One fundamental issue is that what's asked is unspecified, because the point multiplication algorithm used to compute $dG$ from $d$ is unspecified. Several algorithms for that yielding the same $(Q_x,Q_y)$ exist, and they differ in regard to if the final operation is a point doubling or a point addition.

In particular, one of the simplest algorithm to compute $dG$ from $d$ is:

  • $R:=\mathcal O$

  • $S:=G$

  • For each bit $d_i$ of the binary expression of $d$, starting from low-order bit

    • if $d_i=1$ then $R:=R+S$
    • $S:=2S$
  • Output $R$.

    For every valid $d$ (that is $0<d<n$ where $n$ is the order of $G$), the operation $R+S$ that is conditionally performed is a true point addition (that is $R\ne S$). It follows that the final output always is obtained by point addition.

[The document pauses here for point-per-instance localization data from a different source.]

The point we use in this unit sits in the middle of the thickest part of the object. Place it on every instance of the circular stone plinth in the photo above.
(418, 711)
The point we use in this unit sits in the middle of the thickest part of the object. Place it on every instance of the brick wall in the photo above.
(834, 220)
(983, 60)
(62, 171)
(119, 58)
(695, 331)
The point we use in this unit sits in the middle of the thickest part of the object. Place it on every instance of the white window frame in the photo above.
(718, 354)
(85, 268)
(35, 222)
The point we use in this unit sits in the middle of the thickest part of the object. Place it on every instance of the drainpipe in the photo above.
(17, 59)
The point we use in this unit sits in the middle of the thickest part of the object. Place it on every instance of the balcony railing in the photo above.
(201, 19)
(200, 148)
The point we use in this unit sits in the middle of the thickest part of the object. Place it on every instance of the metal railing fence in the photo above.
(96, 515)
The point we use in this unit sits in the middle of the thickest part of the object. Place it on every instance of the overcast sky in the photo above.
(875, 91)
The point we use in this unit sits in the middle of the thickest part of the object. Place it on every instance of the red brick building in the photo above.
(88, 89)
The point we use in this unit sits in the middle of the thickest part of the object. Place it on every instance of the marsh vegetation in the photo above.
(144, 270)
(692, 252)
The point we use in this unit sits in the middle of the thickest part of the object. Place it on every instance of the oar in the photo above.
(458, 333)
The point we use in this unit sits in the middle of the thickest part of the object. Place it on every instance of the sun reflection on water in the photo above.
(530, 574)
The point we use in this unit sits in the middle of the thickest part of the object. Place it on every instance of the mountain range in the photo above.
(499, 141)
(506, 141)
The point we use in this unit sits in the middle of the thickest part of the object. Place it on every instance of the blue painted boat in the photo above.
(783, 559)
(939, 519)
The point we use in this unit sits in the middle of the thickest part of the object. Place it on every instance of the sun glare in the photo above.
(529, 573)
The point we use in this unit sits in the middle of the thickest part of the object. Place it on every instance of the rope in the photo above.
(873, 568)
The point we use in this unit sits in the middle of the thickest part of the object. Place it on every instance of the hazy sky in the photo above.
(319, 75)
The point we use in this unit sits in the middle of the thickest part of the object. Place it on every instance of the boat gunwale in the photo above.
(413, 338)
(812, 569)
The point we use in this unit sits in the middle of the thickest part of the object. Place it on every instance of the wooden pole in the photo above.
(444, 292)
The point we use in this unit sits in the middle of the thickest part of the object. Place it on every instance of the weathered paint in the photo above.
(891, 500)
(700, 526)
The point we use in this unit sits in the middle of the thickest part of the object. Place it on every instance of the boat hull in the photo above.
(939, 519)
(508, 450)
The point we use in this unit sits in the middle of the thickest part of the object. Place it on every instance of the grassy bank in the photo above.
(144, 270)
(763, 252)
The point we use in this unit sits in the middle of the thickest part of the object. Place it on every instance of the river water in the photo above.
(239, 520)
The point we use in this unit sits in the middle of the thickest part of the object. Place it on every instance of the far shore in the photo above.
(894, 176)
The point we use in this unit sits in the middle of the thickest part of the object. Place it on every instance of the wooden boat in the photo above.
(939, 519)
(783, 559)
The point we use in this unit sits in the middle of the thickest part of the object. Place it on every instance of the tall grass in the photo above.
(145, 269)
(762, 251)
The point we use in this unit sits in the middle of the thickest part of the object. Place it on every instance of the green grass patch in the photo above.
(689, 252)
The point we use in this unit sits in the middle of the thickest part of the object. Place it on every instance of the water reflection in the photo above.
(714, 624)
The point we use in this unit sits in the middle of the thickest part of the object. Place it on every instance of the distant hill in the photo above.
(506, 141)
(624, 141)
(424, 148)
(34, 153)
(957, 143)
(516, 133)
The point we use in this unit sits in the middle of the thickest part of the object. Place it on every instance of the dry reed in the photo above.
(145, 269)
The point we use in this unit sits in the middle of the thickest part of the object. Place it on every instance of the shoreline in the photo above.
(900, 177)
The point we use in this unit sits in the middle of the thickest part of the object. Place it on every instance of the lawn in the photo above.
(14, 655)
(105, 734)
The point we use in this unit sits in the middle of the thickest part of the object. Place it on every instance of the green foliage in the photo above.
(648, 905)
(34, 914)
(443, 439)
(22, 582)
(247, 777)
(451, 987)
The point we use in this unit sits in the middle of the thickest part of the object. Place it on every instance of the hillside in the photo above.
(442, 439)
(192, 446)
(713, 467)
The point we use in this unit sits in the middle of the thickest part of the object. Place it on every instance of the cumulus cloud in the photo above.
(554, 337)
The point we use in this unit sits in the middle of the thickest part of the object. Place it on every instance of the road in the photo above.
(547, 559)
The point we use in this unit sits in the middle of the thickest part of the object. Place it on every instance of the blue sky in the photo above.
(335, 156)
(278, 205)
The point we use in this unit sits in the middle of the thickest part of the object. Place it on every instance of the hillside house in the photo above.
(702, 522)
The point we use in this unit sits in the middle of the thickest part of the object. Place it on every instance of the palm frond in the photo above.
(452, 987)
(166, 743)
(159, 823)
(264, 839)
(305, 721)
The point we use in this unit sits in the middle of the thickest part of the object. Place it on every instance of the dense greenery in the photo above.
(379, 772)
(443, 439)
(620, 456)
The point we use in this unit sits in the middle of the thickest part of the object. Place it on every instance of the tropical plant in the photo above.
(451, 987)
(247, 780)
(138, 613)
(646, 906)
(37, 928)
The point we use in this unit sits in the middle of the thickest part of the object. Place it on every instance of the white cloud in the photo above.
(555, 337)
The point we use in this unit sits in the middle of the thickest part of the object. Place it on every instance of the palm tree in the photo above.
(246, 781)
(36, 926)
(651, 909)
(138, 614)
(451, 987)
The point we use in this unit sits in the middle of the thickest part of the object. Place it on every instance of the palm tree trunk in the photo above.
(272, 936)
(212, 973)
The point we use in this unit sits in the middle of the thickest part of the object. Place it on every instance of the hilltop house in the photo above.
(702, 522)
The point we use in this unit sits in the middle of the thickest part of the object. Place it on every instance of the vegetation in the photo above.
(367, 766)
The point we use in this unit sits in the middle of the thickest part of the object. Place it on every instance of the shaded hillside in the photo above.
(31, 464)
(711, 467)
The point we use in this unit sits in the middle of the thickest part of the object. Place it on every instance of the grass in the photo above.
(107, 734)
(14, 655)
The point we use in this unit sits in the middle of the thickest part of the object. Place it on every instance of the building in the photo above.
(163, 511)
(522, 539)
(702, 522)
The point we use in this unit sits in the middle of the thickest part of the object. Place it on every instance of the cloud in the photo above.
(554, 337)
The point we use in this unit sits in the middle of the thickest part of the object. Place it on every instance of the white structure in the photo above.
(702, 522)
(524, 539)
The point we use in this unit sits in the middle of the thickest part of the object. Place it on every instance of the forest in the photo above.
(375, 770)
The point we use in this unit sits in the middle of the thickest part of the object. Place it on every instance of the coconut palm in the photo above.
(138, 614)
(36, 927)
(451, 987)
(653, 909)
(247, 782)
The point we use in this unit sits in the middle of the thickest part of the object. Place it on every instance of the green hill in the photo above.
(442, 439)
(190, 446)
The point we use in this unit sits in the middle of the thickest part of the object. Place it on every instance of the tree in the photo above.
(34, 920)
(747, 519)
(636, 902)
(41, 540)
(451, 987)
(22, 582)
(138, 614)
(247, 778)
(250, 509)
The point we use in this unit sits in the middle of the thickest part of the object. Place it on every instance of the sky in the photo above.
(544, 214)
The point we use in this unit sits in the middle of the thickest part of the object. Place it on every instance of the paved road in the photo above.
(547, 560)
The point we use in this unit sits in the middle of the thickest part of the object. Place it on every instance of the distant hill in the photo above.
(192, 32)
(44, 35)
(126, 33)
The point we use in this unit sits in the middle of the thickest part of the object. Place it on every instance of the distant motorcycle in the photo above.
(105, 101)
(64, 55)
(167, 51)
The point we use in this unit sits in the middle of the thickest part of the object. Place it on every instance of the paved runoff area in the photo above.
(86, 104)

Even if we specify an algorithm such that the nature of the last operation is determined by $d\bmod2=d_0$, we believe that it's not computationally possible to guess that bit $d_0$. Argument: if that was possible, another algorithm (detailed below) can be constructed that would allow to find the private key $d$. But elliptic curves groups used in cryptography are chosen so that it's believed practically impossible to find $d$ from $Q$ by any existing mean.


Assume there's an algorithm that, from the coordinates $(Q_x,Q_y)$ of public key $Q$ such that $Q=dG$ with $0<d<n$ (where $n$ is the prime order of $G$), outputs bit $d_0$ of $d$.

Given $Q$ as $(Q_x,Q_y)$, test if $Q=G$, in which case $d=1$. Otherwise, compute $d_0$ with the algorithm, then $(Q'_x,Q'_y)$ for point $Q':=((n+1)/2)(Q-d_0G)$. It holds $Q'=d'G$ with $0<d'=\lfloor d/2\rfloor<n/2<n$, therefore the algorithm can be used to find the low-order bit $d'_0$ of $d'$, and that is the second-low-order bit $d_1$ of $d$.

That can be extended to find all bits of $d$, and to a probabilistic algorithm that works even if the hypothesized algorithm finds $d_0$ only for a (distinguishable, non-vanishing) subset of the $Q=dG$, and is not entirely reliable.